Et voilà, encore un défi annuel réussi! (Voir
mon bilan annuel pour plus de détail...) Malheureusement, contrairement à la plupart des années précédentes (Proust, Melville, Cervantès...), je n'y ai pas pris beaucoup de plaisir.
Il y a bien des années, j'étais resté sur ma faim avec
Crime et châtiment. Je garde peu de souvenir de l'expérience si ce n'est que je n'avais éprouvé aucune sympathie pour les personnages. Or, si j'ai pu donner une deuxième chance à
Camus cet automne, pourquoi pas à Dostoïevski?
Il y a bien quelques passages amusants, quelques personnages sympathiques ou rigolos, tous bien typés (le fonctionnaire obséquieux, le vieux général alcoolique et mythomane, etc). Mais l'intrigue est extrêmement tarabiscotée, il y a des sauts dans le temps où des événements importants se produisent mais ne nous sont ensuite révélés qu'au compte-gouttes, et on se perd dans la multitude de personnages (bien sûr, l'habitude de les désigner parfois par leur nom de famille, parfois par leur prénom et patronyme, comme Ivan Machinchouettovich, voire par leur surnom -- Kolia pour Nicolas, Ganya pour Gabriel -- ou leur titre honorifique n'aidait en rien la situation, mais la même difficulté se présente chez Tolstoï et ça ne m'a pas empêchée d'adorer
Guerre et Paix).
Mais le pire, c'est que bien souvent je ne pigeais rien aux réactions et aux motivations des personnages. Alors je me suis demandé tout du long si je suis trop cornichonne, si c'est dû à des différences culturelles entre le Québec et la Russie ou à une mauvaise traduction... Celle-ci est sûrement assez ancienne, puisque la version que j'ai téléchargée fait partie du domaine public (le nom du traducteur n'est pas mentionné puisque la couverture manque, remplacée par le portrait de l'auteur, et on n'a donc aucune précision sur l'édition numérisée).
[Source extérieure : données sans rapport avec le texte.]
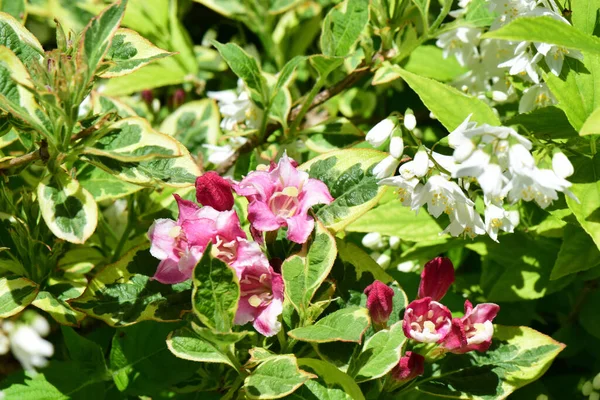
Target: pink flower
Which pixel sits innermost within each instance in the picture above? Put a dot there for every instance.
(474, 331)
(261, 290)
(282, 197)
(410, 366)
(379, 302)
(436, 278)
(214, 191)
(427, 321)
(179, 244)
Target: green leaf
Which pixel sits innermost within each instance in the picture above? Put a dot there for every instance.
(58, 309)
(97, 37)
(380, 353)
(349, 176)
(518, 356)
(124, 293)
(575, 89)
(547, 30)
(342, 27)
(429, 61)
(591, 125)
(448, 104)
(194, 124)
(187, 344)
(129, 52)
(16, 293)
(303, 273)
(331, 375)
(142, 364)
(133, 139)
(102, 185)
(586, 186)
(246, 68)
(345, 325)
(578, 252)
(216, 292)
(275, 378)
(69, 210)
(394, 219)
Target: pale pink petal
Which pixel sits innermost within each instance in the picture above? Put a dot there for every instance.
(299, 228)
(161, 238)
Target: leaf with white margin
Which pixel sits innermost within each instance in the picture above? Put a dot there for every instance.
(69, 210)
(129, 51)
(15, 97)
(133, 139)
(275, 378)
(16, 293)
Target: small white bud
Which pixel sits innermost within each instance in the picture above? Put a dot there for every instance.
(396, 147)
(561, 165)
(380, 132)
(410, 122)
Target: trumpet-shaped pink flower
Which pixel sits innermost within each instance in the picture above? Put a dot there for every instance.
(474, 331)
(379, 302)
(282, 197)
(410, 366)
(436, 278)
(261, 290)
(179, 244)
(427, 321)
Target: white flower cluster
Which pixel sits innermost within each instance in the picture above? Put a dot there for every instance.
(498, 159)
(25, 341)
(489, 60)
(591, 388)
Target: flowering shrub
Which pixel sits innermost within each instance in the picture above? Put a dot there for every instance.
(308, 199)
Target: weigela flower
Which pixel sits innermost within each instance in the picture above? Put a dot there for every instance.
(214, 191)
(427, 321)
(436, 278)
(179, 244)
(410, 366)
(261, 290)
(474, 331)
(379, 302)
(282, 197)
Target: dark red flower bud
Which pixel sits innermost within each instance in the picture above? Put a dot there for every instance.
(410, 366)
(214, 191)
(379, 302)
(436, 278)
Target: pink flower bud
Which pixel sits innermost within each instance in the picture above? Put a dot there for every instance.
(410, 366)
(426, 321)
(474, 331)
(379, 302)
(214, 191)
(436, 278)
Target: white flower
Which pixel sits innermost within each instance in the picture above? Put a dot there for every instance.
(461, 43)
(561, 165)
(536, 96)
(440, 195)
(406, 187)
(523, 63)
(497, 218)
(386, 167)
(555, 56)
(29, 348)
(410, 122)
(381, 132)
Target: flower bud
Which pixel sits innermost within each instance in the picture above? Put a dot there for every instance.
(379, 302)
(410, 366)
(214, 191)
(381, 132)
(436, 278)
(561, 165)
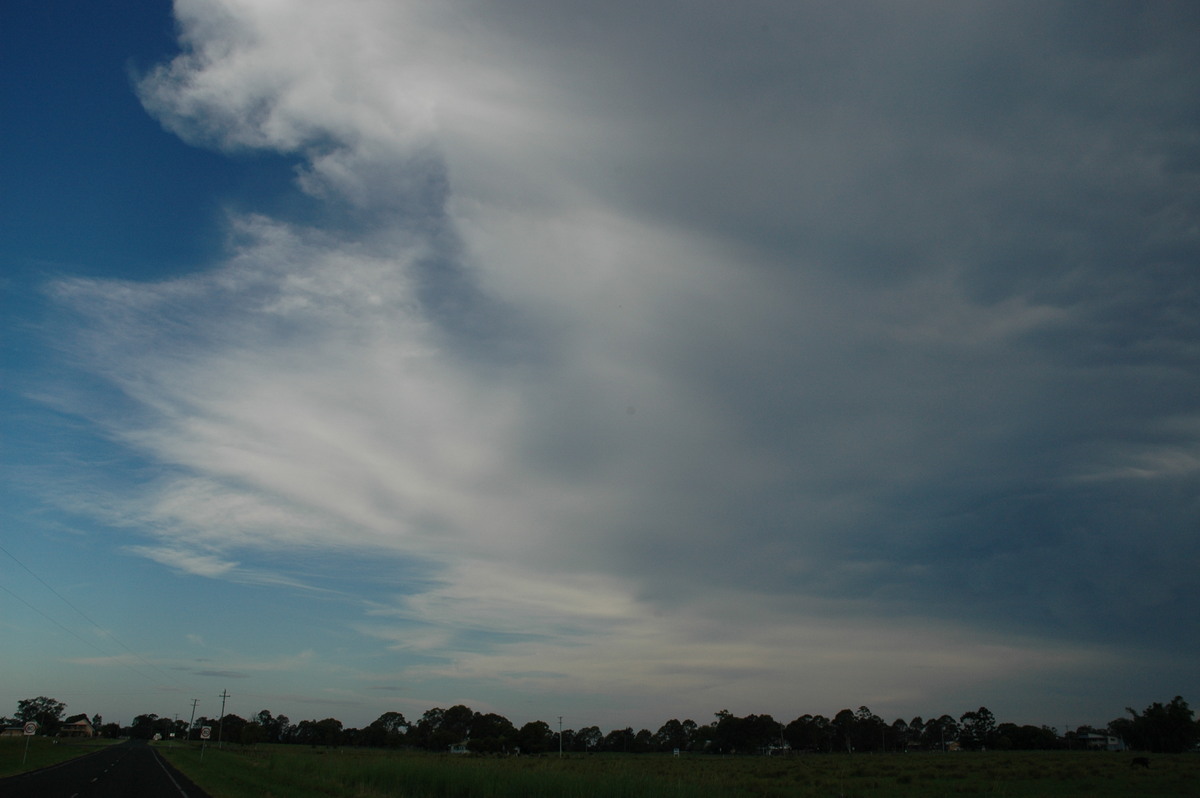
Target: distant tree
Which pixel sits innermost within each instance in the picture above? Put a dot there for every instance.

Elle m'a pourtant semblé assez correcte, à part une fois ou deux où j'ai lu et relu en vain une phrase comprenant un double négatif, comme par exemple celle-ci:
Il n'est pas douteux qu'il n'avait subi aucune contrainte -- selon vous, il a subi des contraintes ou pas? Alors peut-être qu'il y a eu d'autres endroits où un certain flou, de façon imperceptible mais réelle, nuisait à la compréhension. La seule façon de tirer l'affaire au clair serait de le relire dans une autre traduction, mais je n'ai pas ce courage!
Bref, une lecture frustrante et très longue. Pas fâchée d'avoir terminé!
L'Idiot de Fedor Dostoïevski, 1868, env. 800-900 p. dépendant des éditions.